TOKYO (Reuters) - Japan’s ruling bloc approved a plan on Thursday to slash the corporate tax rate to around 20 percent from 30 percent - but only for companies that raise wages aggressively and boost domestic capital spending.
The carrot-and-stick approach is Prime Minister Shinzo Abe’s most aggressive step yet to convince companies to lift wages 3 percent, which he believes is needed to stimulate consumer spending and vanquish the deflation that has plagued Japan for nearly two decades.
Qualifying companies would also need to substantially boost investment in factories and equipment.
The proposal, which would be effective for three years from fiscal 2018, needs parliamentary approval to be enacted.

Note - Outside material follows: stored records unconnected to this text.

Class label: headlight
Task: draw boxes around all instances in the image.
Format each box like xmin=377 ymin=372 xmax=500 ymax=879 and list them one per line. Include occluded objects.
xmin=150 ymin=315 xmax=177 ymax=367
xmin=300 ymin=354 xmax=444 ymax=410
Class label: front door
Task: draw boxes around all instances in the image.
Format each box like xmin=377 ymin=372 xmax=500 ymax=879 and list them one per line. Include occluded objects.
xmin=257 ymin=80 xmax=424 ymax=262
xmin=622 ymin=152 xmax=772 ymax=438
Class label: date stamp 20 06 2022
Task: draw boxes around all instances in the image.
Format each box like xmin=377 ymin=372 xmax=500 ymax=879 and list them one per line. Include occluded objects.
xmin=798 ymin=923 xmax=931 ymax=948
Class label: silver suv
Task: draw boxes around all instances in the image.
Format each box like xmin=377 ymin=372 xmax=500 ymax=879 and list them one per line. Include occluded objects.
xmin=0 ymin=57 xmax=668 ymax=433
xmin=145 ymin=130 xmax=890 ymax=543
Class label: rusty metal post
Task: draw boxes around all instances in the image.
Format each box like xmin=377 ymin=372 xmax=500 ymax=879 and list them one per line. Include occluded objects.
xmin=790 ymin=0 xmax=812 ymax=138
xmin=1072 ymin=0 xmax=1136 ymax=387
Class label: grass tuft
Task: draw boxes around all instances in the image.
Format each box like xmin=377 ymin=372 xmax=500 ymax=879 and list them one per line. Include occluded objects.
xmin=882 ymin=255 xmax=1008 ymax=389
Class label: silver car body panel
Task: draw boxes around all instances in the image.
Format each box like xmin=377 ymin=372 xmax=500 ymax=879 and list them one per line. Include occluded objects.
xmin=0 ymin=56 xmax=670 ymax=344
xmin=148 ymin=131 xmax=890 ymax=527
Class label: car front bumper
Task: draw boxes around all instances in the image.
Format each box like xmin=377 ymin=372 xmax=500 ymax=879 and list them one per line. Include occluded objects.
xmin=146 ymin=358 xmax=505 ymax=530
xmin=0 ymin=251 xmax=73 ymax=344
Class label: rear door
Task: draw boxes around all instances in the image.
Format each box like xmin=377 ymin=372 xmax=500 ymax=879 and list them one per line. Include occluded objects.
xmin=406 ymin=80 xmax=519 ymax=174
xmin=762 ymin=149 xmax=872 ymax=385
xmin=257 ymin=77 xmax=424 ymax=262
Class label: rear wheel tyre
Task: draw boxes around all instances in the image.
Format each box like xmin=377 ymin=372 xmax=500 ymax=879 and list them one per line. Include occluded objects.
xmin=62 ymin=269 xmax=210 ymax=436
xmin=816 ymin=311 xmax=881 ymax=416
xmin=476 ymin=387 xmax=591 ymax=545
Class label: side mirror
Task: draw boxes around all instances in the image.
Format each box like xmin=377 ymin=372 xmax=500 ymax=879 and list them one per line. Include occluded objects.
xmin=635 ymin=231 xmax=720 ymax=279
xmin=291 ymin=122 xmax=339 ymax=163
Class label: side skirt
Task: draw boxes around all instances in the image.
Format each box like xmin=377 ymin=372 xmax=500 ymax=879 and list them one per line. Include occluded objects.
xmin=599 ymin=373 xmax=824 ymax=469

It would bring real tax rates for qualifying companies in line with an average of around 23 percent among Organisation for Economic Cooperation and Development members, through greater deductions.
“We want to show how serious we are, so we decided to impose penalties such as depriving those who, despite record profits, won’t increase wages or capital spending, of (existing) special tax measures,” Tetsuo Saito, the head of the Komeito Party’s tax commission told reporters.
But analysts are sceptical that the tax breaks will prompt Japanese firms to spend some of their record cash piles on higher worker pay amid concerns about the country’s shrinking population and prospects for low growth.
“Policy tax breaks are put in place only for a specified period of time, therefore they are unlikely to encourage firms to boost permanently fixed costs such as base pay,” said Koya Miyamae, senior fiscal analyst at SMBC Nikko Securities.
A recent Reuters poll of 230 big and mid-sized businesses found that two-thirds of respondents think Abe’s wage rise target of 3 percent is unrealistic.
The annual tax code revision is expected to be endorsed by Abe’s cabinet and submitted to parliament early next year for approval by April 1, the start of the next fiscal year.
Abe’s ruling bloc also approved a raft of tax hikes for coming years to pay for a bulging welfare bill, at the risk of putting a damper on private consumption.
The government expects a rise in personal income tax effective in 2020 to bring in some 90 billion yen ($800 million) in additional annual tax revenue.
Taken together, the changes to the tax code will bring an average annual net tax increase of 280 billion yen, said Yoichi Miyazawa, head of the tax commission of Abe’s ruling Liberal Democratic Party.
The income tax increase will be realised through cuts in deductions for salaried workers earning more than 8.5 million yen annually, except those with children or disabled family members.
Basic deductions for all earners will be expanded to encourage more work flexibility.
The tobacco tax will be hiked by 3 yen per cigarette or 60 yen a pack in stages over the next four years, the first such increase since 2010. Taxes will also rise on “heat-not-burn” tobacco in stages over the next five years.
In addition, the ruling bloc agreed to adopt a departure tax of 1,000 yen on people leaving Japan to enhance infrastructure for tourism, starting in 2019.
It also agreed to adopt an additional residential tax of 1,000 yen to fund conservation of forests from April 2024.